Snapping In
From a white, middle class perspective: it would be impossible to separate the “virtual” and “real” worlds. One can take examples from YouTube, YikYak, Birth Without Fear, Buzzfeed, etc.. The “Internet” (to refer to the larger concept and all specific applications and sites and networks) is as embodied as television, or “real life”.
For the purposes of this blog post, though, I would like to examine how Snapchat functions as an online space that the intersection of the “virtual” and the “real” becomes increasingly blurred.
As Lisa Nakamura quotes Steven Marche in “Glitch Racism: Networks as Actors within Vernacular Internet Theory”, “the Internet has reached peak hate”. Let’s examine, for a moment, the fact that Snapchat decided to include a “Bob Marley” face swapping(ish) filter on April 20th, 2016.
To be honest? The entire incident was an example of blatant racist tendencies. An article by The Washington Post claims that the face-swap celebrity blackface wasn’t exclusive to Snapchat—just more public. Other apps/networks allowed users to do a similar face-swap with President Obama, Beyonce, Nicki Minaj, etc.. A South Korean singer did a faceswap with Kanye—but that was only racist because he said racist things while doing it. Right?

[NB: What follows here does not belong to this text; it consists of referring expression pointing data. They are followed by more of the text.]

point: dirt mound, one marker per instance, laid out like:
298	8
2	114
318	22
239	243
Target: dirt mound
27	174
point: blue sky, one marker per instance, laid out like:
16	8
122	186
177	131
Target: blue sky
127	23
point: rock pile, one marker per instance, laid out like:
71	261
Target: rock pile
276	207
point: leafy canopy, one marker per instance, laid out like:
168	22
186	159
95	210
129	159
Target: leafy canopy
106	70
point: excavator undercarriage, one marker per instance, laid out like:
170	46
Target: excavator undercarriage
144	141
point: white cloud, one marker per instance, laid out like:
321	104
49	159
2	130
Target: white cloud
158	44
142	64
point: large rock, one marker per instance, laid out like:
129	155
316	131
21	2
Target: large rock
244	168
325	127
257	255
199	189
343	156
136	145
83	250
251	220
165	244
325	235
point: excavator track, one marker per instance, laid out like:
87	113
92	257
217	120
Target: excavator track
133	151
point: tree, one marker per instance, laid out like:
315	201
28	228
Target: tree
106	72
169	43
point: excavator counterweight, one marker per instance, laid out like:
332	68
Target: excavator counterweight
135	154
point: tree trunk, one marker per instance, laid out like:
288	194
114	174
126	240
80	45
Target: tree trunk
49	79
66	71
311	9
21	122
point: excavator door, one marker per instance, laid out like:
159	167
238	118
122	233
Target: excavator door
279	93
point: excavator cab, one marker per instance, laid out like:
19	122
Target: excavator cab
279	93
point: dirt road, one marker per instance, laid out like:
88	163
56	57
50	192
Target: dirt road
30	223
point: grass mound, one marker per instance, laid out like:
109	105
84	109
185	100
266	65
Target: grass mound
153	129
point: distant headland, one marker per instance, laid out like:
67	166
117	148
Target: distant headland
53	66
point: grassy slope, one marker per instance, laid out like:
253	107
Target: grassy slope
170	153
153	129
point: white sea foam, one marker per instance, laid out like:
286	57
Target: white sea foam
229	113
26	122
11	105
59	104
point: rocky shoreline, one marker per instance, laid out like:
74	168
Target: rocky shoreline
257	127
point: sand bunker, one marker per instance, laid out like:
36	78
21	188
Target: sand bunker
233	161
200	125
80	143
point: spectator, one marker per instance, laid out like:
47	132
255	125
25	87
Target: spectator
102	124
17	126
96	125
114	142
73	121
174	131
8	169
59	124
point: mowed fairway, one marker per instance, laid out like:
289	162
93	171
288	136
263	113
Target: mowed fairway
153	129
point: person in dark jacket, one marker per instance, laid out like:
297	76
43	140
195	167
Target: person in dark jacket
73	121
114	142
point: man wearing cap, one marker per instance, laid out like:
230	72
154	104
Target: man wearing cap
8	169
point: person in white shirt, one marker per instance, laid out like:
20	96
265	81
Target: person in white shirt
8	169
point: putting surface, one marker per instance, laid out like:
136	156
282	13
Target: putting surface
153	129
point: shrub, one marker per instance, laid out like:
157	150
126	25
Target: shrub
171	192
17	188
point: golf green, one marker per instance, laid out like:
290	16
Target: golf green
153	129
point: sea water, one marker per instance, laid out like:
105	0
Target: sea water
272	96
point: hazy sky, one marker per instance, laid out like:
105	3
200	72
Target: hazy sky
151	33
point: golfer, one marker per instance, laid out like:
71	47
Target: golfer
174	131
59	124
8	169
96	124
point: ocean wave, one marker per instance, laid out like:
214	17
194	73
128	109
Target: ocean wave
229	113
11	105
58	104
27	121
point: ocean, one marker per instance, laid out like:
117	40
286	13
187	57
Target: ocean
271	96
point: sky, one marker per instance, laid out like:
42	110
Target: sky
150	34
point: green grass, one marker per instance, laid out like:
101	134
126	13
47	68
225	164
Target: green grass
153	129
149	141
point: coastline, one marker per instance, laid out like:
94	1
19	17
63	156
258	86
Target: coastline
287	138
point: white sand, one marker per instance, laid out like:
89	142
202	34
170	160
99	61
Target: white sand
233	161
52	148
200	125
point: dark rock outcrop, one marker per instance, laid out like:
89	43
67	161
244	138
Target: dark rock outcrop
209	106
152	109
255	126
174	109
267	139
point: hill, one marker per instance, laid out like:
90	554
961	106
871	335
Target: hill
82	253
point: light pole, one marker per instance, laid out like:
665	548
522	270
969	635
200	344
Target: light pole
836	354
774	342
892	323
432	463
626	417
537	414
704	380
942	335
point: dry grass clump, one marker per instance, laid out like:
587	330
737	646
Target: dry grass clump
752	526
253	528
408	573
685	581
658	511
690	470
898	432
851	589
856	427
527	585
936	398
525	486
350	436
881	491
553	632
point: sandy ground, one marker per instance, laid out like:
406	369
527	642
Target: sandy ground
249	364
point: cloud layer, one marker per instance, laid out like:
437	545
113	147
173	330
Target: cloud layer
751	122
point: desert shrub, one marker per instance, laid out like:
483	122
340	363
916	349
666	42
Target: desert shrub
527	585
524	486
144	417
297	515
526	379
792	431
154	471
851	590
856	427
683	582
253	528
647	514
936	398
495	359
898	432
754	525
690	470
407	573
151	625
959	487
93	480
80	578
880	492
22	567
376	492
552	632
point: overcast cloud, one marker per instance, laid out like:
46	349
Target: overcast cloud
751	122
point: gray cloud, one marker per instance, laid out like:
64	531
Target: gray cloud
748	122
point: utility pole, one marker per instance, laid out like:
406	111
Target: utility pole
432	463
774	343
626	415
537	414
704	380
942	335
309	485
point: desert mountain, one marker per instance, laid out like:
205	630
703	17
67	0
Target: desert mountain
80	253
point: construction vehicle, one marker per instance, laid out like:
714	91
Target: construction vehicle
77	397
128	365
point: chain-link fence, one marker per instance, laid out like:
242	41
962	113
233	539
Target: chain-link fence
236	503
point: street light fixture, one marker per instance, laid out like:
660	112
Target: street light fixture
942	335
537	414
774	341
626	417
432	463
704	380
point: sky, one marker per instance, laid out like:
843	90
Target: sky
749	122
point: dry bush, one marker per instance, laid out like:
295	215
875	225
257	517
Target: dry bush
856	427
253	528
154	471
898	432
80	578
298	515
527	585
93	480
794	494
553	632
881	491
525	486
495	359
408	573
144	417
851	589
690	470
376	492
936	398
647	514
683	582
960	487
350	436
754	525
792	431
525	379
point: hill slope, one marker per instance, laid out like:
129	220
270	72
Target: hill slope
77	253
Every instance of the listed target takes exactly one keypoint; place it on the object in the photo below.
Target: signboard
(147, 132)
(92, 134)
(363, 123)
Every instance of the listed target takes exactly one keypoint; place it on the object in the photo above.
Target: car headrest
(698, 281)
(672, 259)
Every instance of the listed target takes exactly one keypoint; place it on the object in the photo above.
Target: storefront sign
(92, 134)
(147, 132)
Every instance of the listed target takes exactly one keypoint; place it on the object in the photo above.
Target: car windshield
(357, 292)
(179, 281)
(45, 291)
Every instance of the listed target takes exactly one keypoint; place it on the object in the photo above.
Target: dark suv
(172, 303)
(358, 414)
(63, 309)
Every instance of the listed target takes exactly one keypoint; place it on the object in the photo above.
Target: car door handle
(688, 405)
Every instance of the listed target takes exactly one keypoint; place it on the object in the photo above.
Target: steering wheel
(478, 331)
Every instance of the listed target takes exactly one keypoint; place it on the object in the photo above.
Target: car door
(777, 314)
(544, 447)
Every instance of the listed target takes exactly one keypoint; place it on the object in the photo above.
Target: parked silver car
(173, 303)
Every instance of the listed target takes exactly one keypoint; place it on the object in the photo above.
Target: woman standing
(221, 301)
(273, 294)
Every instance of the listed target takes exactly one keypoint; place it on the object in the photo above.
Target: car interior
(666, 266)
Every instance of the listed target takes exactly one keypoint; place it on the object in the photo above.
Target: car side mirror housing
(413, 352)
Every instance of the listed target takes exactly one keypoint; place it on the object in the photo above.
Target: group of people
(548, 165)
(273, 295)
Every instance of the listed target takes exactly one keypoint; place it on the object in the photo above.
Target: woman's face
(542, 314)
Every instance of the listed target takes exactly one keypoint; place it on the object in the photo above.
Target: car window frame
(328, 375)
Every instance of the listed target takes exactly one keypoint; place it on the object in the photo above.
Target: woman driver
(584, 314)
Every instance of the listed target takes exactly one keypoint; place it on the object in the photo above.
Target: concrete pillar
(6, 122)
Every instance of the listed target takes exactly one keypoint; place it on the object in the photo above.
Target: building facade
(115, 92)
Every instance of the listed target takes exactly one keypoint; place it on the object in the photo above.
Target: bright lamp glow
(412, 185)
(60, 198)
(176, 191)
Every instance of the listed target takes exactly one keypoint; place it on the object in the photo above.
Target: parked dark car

“Errors aren’t alien to the system, they’re part of the system.”
-“Glitch Racism (…)”, Lisa Nakamura
Snapchat is also famous for its ‘live snaps’ of large/’major’ events, such as Country Thunder, the Met Gala, NYC Fashion Week, etc.. There seems to be a bias in the snaps from the events that get included in the live feed. Some might say that’s a dumb thing to focus on. I say that it’s not too hard to see that the rich, the conventionally beautiful, the able-bodied, ‘insert socially acceptable identifier here’ are the ones most featured. How do you get to go to these cool, (semi-) exclusive events if you don’t have the money, the wheelchair access, the right skin color, sex, or gender? Not to mention religion and countless other intersectional identifiers.
Oftentimes, much like in Lori Beth De Hertogh’s reading this Unit, women/people of color and poor people come as an afterthought in the quickly expanding virtual space (it allegedly just passed Twitter in users). As “The internet is sometimes extolled as a space where one can be or become anyone.” (Brophy 139), Snapchat seems to be a network that’s trying to be a space where—with a five second video, or an ill-chosen filter—anyone can do/be anything. Then why, exactly, is it so inaccessible/unrelatable for large swaths of the population?